Standing Desk: Are They What You Need for Your Home Office? - enjoyitasus
http://thefreelancer.co/standing-desk-the-results-i-had-using-one-for-a-month/
======
JofArnold
The idea that sitting is bad and standing is good completely misunderstands
the recommendations related to sedentary behaviour. What is required to combat
the above-mentioned ailments is frequent "translocation of the trunk" \- i.e.
_moving your body_. Standing still in one spot all day definitely is not good
for you... it can lead to plantar fasciitis, varicose veins and lower back
pain amongst many other problems.

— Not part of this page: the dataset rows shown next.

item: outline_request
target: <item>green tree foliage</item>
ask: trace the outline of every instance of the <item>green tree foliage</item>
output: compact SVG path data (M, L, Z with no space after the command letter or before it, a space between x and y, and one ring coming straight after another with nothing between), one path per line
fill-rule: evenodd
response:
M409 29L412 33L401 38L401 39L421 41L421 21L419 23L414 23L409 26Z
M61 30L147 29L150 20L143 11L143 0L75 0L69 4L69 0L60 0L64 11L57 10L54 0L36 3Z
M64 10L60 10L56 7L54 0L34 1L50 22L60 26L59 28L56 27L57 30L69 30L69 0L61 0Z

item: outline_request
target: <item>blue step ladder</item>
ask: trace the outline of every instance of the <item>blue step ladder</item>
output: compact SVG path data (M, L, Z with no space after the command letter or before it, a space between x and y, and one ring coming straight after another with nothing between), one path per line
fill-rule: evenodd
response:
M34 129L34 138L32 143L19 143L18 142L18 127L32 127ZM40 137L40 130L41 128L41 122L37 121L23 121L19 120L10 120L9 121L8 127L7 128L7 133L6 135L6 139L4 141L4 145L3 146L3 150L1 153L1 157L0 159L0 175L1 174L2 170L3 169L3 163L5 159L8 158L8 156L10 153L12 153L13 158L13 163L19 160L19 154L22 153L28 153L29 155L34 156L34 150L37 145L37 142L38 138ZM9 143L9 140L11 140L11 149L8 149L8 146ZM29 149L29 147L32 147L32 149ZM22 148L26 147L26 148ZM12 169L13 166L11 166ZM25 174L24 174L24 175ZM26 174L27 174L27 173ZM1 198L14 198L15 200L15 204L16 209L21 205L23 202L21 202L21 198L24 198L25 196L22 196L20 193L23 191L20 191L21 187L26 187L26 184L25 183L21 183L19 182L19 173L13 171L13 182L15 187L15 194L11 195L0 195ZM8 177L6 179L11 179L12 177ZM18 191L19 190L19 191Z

You only need to speak to middle aged people
who worked standing all day (e.g. factory workers) to know its not the
solution.

I feel - based on evidence I've read over the years - people should consider
saving the money and hassle of a standing desk by doing the following: get up
every hour (30mins may be the latest recommendation now if i recall
correctly); stand when on calls; walk on your lunch breaks; set up your
workstation well; establish good posture; don't sit in the same position for
too long.

[Apologies I don't have citations - am on mobile - but refer to work done by
Leeds University and UC San Diego for more]

------
gregatragenet3
I 'tried out' a standing desk experience with an overturned packing crate, a
piece of plywood.. for the right height for keyboard/mouse. And then two reams
of paper to bring the laptop display to the right height above the keyboard.
Haven't changed it for over a year because it 'just works'. So don't let lack
of money or equipment deter trying it out. An anti fatigue mat helps, and a
bar stool can let you sit to take a break without reconfiguring your desk.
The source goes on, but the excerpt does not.